La pandemia fue injusta con la gente también. Es claro en que la guadaña y las lesiones caen más en ciertos grupos de población. Los daños y secuelas del COVID como el de enfermedades crónicas, afecta más a los pobres y de igual los desahuciados. Debido a disparidades, creo que los muertos y lesionados de guerra que dejó el COVID y las enfermedades crónicas, pudieron en buena parte evitarse. Vamos a necesitar para el futuro, una programación novedosa, más y mejor fuerza laboral entrenada, como dicen los nuevos internos, mejor uso de telesalud y las palancas de políticas que nos ayuden a prepararnos mejor para un futuro el acceso a servicios a todos.

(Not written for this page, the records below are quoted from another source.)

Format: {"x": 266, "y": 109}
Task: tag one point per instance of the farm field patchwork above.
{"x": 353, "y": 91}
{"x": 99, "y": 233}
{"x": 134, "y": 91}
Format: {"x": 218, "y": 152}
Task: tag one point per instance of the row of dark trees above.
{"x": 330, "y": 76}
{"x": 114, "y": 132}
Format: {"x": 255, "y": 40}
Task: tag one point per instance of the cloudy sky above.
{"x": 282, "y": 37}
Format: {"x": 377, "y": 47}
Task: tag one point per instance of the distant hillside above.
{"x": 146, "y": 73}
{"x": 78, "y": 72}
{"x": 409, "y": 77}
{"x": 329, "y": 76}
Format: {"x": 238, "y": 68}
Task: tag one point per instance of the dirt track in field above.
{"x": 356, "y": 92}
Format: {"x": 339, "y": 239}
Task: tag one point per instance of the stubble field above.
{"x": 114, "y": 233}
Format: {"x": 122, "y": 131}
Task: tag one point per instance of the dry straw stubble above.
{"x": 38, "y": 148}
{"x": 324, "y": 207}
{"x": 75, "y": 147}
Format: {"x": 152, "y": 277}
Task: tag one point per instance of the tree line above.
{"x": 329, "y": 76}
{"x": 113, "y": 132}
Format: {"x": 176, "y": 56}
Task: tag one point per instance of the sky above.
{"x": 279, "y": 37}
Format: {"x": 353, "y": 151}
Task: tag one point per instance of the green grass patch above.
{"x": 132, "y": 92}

Pero lo más importante para lograr un mejor sistema de salud, está por venir. De las muchas lecciones de la pandemia que me queda como médico, es que sin la gente no se crea recuperación. Mire, cuando uno sigue las comunidades que resolvieron mejor la pandemia, contra las que no, uno llega a una conclusión: Las comunidades se recuperan cuando las personas eligen comprometerse, reconectarse y reconstruir donde se necesita y esta es una tarea de concientización que el Estado no hizo. Debemos hacer de esa reflexión un llamado al aprendizaje y la acción a la sociedad. Un llamado a participar en una atención compartida para mejorar la vida de las personas con graves enfermedades; muchas cosas se pueden hacer en casa y no se hacen por ignorancia, pero también por desidia y desinterés.

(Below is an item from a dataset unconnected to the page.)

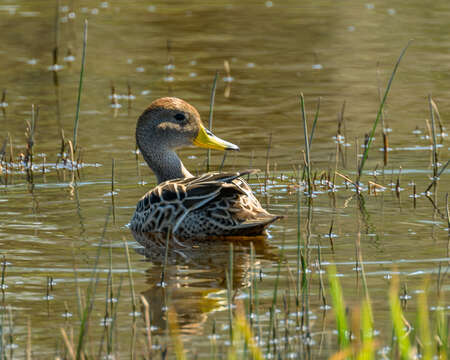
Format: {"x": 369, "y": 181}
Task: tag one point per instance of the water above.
{"x": 339, "y": 51}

Es muy evidente que tenemos una estructura y organización de salud y social, que ha sido insuficiente por atenuar las causas de muchas enfermedades y los riesgos de adquirirlas, incluso dentro del personal profesional de salud, se alienta un exceso de confianza en atención clínica, dejando a la deriva la comprensión, anticipación y capacidad de respuesta de causas y riesgos y en una emergencia como COVID, eso fue más que evidente.

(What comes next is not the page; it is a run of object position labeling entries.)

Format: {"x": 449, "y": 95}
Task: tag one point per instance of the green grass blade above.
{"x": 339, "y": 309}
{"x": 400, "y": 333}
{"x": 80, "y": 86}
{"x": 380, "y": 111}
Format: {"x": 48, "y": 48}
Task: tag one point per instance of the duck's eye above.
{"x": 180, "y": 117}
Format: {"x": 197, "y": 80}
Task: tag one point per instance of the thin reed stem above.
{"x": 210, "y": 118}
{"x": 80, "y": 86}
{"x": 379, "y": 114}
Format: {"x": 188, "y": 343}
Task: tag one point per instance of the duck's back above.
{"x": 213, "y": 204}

Mi gran temor al futuro que nos plantea el COVID, pero podría extenderse a otras enfermedades es: ¿Quién de nosotros podría afirmar con absoluta confianza cuál será el curso de la pandemia que estamos viviendo que pensamos y creemos estamos a punto de terminar? Las vacunas y otras medidas ¿conducirán a la supresión de la enfermedad?, y ¿Qué tan efectivos serán nuestros nuevos tratamientos para suprimir el desarrollo de enfermedades graves que se puedan derivar como efectos secundarios? Al menos deberíamos tener claro el papel que nos corresponderá a nosotros, discutirlo y montarlo y no dejar que el azar decida. Como bien dijo un paciente que se recuperó luego de un mes en el intensivo, lo recuerdo también por su buen humor y al dársele su alta me dijo: Este virus es el más juguetón que he oído y no ha terminado con todos los trucos que puede hacer, es un mago, tiene bajo la manga en términos de variantes y otros desarrollos de nuevo nuestra vida en sus manos y creo que esta vez sorprenderá. Estas palabras me hicieron recordar una reflexión de mi maestro de medicina interna: Toda esta incertidumbre, superpuesta a la infrecuencia de una enfermedad, hace que enfrentarla sea un desafío permanente.